3 comments on “So… Powered by the Apocalypse Games Aren’t Terrible

  1. Fairystail says:

    Not really my preferred system (that honour goes to unhallowed metropolis ) but I did enjoy running a session of The Happiest Apocalypse in Earth.
    I had my players apply for a job at mouse park, get almost killed by animatronic cowboys and dragons, watch someguy give birth to a hoard of rats alien style. And one of the characters somehow ended up in a relationship with a cannibalistic princess who couldn’t speak.

  2. Volsung says:

    I love Pbta games so much That I launched a (french) Actual Play podcast mostly dedicated to those games more than a year ago.
    it’s a matter of taste, obviously. But the experience can change drastically from a game to another, and even more from a MC to another.

  3. Steve says:

    I have two PbtA games I like. They are The Sprawl and Dungeon World. The reason I like them is not the player moves (which can be somewhat stifling at times). What I like about these games is their approach to GMing. I’ll start where I started with The Sprawl.
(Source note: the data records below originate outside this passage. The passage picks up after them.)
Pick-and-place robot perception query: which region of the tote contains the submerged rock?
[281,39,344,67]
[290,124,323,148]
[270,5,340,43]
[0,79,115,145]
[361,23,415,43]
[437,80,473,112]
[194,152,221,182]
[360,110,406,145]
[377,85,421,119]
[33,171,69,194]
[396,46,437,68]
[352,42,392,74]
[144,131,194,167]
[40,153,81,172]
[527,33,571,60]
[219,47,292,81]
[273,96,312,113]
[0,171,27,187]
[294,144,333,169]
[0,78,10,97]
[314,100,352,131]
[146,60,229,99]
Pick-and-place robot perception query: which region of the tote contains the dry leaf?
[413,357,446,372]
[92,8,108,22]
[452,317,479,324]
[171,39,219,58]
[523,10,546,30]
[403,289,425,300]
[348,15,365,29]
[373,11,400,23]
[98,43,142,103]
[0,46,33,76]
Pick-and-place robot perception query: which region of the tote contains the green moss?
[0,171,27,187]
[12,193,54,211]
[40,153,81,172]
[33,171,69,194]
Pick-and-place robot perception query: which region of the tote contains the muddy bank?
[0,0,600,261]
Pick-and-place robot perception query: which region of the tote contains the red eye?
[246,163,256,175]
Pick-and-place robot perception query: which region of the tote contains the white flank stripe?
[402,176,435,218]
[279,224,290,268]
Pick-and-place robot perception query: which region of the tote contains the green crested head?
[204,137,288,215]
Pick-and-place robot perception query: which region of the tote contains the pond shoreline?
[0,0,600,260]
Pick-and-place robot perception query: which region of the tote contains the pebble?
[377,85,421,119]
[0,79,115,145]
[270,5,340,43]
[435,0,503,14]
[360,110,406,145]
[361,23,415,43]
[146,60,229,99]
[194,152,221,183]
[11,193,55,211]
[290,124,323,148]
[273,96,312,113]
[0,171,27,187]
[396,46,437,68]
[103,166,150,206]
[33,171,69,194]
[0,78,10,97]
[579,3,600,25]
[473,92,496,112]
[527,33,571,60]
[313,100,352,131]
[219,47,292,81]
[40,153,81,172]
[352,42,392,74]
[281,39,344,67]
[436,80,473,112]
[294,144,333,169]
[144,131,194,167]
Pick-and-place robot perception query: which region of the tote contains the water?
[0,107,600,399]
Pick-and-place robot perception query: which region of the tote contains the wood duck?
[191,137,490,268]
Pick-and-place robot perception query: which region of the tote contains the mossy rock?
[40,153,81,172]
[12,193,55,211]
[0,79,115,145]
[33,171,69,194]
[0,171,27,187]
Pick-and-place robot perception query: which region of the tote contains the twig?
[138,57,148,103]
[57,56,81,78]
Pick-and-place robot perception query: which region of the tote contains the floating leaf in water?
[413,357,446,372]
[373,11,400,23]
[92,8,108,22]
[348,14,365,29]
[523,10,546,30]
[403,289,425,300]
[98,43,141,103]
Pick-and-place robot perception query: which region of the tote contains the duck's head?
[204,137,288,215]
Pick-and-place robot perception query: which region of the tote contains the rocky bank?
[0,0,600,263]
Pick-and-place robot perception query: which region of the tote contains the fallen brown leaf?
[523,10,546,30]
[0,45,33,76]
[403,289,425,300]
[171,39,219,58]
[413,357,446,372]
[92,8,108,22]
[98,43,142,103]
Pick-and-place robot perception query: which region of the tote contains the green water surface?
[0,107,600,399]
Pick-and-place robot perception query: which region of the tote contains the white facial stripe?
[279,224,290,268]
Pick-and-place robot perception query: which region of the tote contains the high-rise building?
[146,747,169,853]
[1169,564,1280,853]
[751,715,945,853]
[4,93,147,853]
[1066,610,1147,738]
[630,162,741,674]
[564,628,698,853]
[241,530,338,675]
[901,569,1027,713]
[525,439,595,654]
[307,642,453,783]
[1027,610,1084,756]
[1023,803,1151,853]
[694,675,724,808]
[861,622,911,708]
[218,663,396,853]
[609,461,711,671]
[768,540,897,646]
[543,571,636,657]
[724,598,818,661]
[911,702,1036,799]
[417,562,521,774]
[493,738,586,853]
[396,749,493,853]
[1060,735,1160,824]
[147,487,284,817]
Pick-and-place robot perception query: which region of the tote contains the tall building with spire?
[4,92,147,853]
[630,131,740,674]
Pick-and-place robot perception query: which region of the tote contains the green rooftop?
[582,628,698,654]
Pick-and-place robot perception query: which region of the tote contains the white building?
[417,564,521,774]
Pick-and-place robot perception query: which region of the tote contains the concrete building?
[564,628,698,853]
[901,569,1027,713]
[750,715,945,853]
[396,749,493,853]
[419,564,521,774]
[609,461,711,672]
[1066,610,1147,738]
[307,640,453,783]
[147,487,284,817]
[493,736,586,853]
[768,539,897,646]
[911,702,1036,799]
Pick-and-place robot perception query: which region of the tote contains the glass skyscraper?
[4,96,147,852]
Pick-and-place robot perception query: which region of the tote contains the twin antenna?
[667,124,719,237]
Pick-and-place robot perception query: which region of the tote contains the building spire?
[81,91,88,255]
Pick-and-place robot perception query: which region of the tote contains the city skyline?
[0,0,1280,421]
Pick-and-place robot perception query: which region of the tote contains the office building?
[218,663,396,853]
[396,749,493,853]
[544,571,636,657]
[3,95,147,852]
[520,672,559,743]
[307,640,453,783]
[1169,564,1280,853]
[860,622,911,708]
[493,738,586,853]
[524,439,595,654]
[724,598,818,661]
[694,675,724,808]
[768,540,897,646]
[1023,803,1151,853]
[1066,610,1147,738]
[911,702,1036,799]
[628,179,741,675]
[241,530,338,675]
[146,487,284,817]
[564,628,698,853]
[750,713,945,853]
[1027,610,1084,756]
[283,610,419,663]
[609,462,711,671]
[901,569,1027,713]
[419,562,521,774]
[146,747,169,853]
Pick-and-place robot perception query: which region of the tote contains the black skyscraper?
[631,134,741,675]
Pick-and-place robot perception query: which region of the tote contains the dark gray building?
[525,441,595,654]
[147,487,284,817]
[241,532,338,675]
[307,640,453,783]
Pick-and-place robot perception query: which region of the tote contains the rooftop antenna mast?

    The Sprawl is an Episodic cyberpunk game. Each session is a mission you do. Think of it kind of like the A Team or Leverage. This week we are robbing a research lab or kidnapping a scientist. What the system does well is teach you how to structure that kind of game. What are the phases of play? How do you get a game to move instead of bogging games down (the typical shadowrun problem)? The GM section gives you a set of tools you use to create a blueprint and improvise upon it. In essense, it teaches you to GM! Combine this with a low cognitive load (you don’t need stat blocks or anything fancy to run the game) and its a good intro to GMing.

    Dungeon World is more of an open role game. Where The Sprawl is episodic, Dungeon World pushes the campaign. It comes in with its own set of tools which helps you World build and prepare to be unprepared (which I’ll explain shortly). Both The Sprawl and Dungeon World guide you through ‘GM Homework’. That is what prep you actually need to do in order to be ready to run the game. What’s awesome about Dungeon World is that it opens up the tight framework to a broader area. Not only are you prepared for this ‘adventure’, but you should have enough that if the players take a left turn you can follow them with little difficulty.

    What I most enjoy about PbtA is the simplicity of the game system and the tools it provides which taken together allows me to run games on as little as a few minutes of prep (more often its 30m-1h). I couldn’t do the same thing in a game like D&D. There are other reasons to like the system, but I think those are my big draws to it as a GM.